A detailed step-by-step tutorial on how to implement an Apache Kafka Consumer and Producer using Spring Kafka and Spring Boot in a Kubernetes infrastructure (GKE).
In this tutorial, we will also enable distributed tracing using the Datadog Java agent (automatic instrumentation). This tutorial assumes that
- You already have access to a Kubernetes cluster. The example below has been tested on GKE, but you can replicate the same instructions on any type of cluster, whether managed or not.
- Helm Tiller is deployed on the cluster (see instructions below).

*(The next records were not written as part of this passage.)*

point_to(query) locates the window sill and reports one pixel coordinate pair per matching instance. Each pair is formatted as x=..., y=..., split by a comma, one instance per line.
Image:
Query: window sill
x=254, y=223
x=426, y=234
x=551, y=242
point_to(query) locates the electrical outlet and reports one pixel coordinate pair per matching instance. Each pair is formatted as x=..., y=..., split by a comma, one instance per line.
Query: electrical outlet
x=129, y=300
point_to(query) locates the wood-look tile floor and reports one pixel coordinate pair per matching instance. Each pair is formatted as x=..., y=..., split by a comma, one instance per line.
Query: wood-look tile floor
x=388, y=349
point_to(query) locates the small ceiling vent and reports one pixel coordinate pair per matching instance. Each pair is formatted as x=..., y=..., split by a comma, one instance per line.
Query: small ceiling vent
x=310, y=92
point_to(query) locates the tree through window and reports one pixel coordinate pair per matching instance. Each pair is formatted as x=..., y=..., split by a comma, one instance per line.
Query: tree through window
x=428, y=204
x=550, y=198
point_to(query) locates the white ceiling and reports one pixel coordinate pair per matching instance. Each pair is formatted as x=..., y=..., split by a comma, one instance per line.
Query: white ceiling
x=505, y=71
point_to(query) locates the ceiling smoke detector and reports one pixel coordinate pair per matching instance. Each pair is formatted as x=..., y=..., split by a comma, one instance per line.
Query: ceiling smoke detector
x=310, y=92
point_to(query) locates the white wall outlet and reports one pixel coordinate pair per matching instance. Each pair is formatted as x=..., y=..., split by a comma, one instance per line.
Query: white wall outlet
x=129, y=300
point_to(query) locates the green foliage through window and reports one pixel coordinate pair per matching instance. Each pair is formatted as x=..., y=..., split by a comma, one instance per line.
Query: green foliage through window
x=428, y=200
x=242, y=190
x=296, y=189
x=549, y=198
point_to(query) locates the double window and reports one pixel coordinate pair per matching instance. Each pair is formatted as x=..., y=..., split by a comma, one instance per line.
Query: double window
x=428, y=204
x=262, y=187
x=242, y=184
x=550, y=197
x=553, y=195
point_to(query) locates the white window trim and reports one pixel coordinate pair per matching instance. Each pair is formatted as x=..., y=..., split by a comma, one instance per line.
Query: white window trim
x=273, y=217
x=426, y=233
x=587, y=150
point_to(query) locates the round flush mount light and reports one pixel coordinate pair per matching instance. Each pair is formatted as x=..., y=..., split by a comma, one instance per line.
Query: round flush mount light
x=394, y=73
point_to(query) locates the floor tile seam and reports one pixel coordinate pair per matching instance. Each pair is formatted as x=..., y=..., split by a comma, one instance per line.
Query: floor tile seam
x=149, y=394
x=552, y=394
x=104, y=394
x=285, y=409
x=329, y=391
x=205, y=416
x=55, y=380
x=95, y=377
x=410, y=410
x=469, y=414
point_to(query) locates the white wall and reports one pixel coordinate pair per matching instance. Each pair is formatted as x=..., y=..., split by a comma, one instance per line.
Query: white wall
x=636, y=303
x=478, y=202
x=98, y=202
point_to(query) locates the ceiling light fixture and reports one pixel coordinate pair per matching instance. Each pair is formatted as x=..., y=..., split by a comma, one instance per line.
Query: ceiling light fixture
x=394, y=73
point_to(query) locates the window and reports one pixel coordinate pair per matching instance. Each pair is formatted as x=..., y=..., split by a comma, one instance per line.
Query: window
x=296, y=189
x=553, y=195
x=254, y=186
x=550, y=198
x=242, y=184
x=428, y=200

- The Kubernetes Datadog cluster agent has already been deployed, either through a DaemonSet or Helm. Note that there is a new method of deploying the Datadog agent relying on the Kubernetes operator (see detailed instructions: [Kubernetes]).(https://docs.datadoghq.com/agent/kubernetes/?tab=helm))
If you don't need to change anything in the application code or in the docker image, you may skip the two next steps and go straight to Creating services and pods in the cluster
A docker image is already available in Docker hub (docker pull pejdd/springkafka:v0
).
(Optional) Building the the spring application
COMP10619:pejman.tabassomi$ ./gradlew build
(Optional) Building the Docker image that will contain the spring application and pushing it to the remote registry
COMP10619:pejman.tabassomi$ docker build -f Dockerfile.springkafka -t <account>/<repo>:<tag> .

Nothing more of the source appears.